Better DO performance
As I mentioned earlier, the do function shifted from a native function to mezzanine in R3. This change was made to move higher-level code, such as do on an HTTP request, to REBOL code, not C. For example:
do http://www.rebol.com/test.r
The do overhead of this code is insignificant compared to the read overhead of the HTTP request itself.
But, do is polymorphic over all datatypes, so the above change meant that an evaluation as simple as:
do 1
would suffer the mezzanine evaluation overhead. As you would guess, that did not settle well with me...
So, I've reverted do back to being a native. This was made possible by the new system/intrinsic function dispatch methodology which is used for actions such as make on a port or module. It allows a native to call back into REBOL code for complex actions that are better off written at the higher level.
Here is a performance comparision for evaluating:
loop 1'000'000 [do 1]
on both R2 and both ways on R3:
REBOL 2.7 |
native |
0.3 sec |
baseline |
REBOL 3.0 |
mezzanine |
2.4 sec |
8 times slower |
REBOL 3.0 |
native |
0.125 sec |
twice as fast |
Although do would rarely be put in a tight loop like this, it shows the benefit.
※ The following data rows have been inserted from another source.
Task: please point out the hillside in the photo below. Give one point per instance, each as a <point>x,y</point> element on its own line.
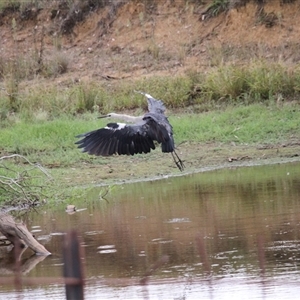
<point>130,39</point>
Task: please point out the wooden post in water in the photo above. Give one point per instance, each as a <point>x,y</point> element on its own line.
<point>73,266</point>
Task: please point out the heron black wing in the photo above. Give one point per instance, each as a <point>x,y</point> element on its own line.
<point>117,138</point>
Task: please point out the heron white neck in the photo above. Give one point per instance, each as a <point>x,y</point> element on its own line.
<point>125,118</point>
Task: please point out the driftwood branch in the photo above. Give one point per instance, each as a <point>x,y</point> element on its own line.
<point>16,184</point>
<point>18,235</point>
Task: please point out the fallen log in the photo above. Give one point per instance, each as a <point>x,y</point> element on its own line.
<point>18,234</point>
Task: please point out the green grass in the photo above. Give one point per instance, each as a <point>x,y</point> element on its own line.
<point>251,124</point>
<point>52,142</point>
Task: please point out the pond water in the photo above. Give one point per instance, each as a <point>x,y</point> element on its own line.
<point>224,234</point>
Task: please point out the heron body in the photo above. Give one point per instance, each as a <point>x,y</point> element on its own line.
<point>130,139</point>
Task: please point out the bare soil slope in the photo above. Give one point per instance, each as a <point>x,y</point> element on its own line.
<point>137,39</point>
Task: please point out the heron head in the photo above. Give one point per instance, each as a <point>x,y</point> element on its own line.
<point>110,115</point>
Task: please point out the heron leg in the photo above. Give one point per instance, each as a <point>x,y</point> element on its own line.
<point>178,161</point>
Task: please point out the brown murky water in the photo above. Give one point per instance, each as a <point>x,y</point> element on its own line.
<point>226,234</point>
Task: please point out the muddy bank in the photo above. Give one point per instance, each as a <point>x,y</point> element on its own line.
<point>197,157</point>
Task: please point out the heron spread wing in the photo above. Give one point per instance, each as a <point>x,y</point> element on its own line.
<point>130,139</point>
<point>117,138</point>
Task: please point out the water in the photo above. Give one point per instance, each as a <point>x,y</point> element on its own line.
<point>226,234</point>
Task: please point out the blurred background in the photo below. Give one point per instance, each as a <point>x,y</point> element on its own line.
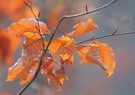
<point>83,79</point>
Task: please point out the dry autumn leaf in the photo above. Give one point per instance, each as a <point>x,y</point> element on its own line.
<point>83,28</point>
<point>33,44</point>
<point>8,45</point>
<point>98,53</point>
<point>63,47</point>
<point>26,25</point>
<point>58,77</point>
<point>24,69</point>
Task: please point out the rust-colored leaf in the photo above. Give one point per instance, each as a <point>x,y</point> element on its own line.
<point>83,28</point>
<point>26,25</point>
<point>8,45</point>
<point>24,69</point>
<point>63,47</point>
<point>58,77</point>
<point>98,53</point>
<point>33,44</point>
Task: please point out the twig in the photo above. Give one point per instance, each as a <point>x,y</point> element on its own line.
<point>42,56</point>
<point>106,36</point>
<point>53,34</point>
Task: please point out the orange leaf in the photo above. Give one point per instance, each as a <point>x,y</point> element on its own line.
<point>58,77</point>
<point>63,47</point>
<point>24,69</point>
<point>8,45</point>
<point>33,44</point>
<point>26,25</point>
<point>98,53</point>
<point>83,28</point>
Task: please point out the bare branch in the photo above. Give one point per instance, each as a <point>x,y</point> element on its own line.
<point>53,34</point>
<point>106,36</point>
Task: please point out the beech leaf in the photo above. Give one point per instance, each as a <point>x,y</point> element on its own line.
<point>98,53</point>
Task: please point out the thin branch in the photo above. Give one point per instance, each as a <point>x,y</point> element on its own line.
<point>106,36</point>
<point>53,34</point>
<point>42,56</point>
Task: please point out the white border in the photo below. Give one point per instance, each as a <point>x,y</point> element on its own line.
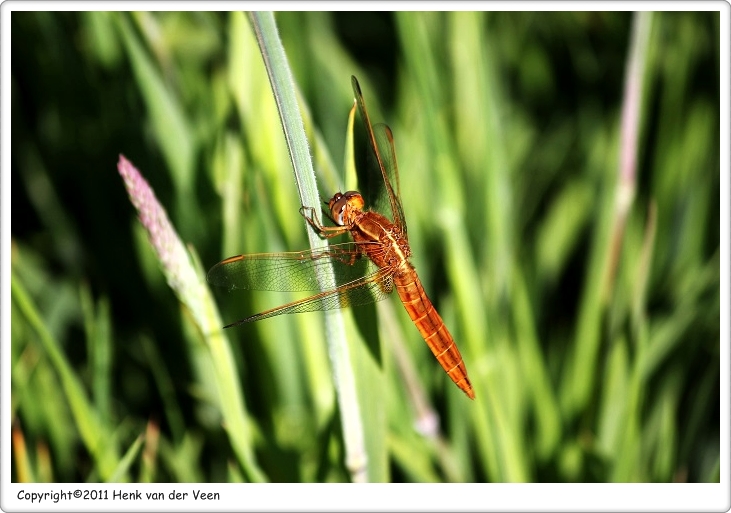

The change was worth the effort (which was minimal anyway), and also retains the higher level do evaluation of URLs, files, etc. (And, that code can be customized by applications, as needed.)
An additional benefit is that the eval native becomes unnecessary. (And, I never liked that native.) Also, this change also allows removing the cause function for errors (becomes unnecessary).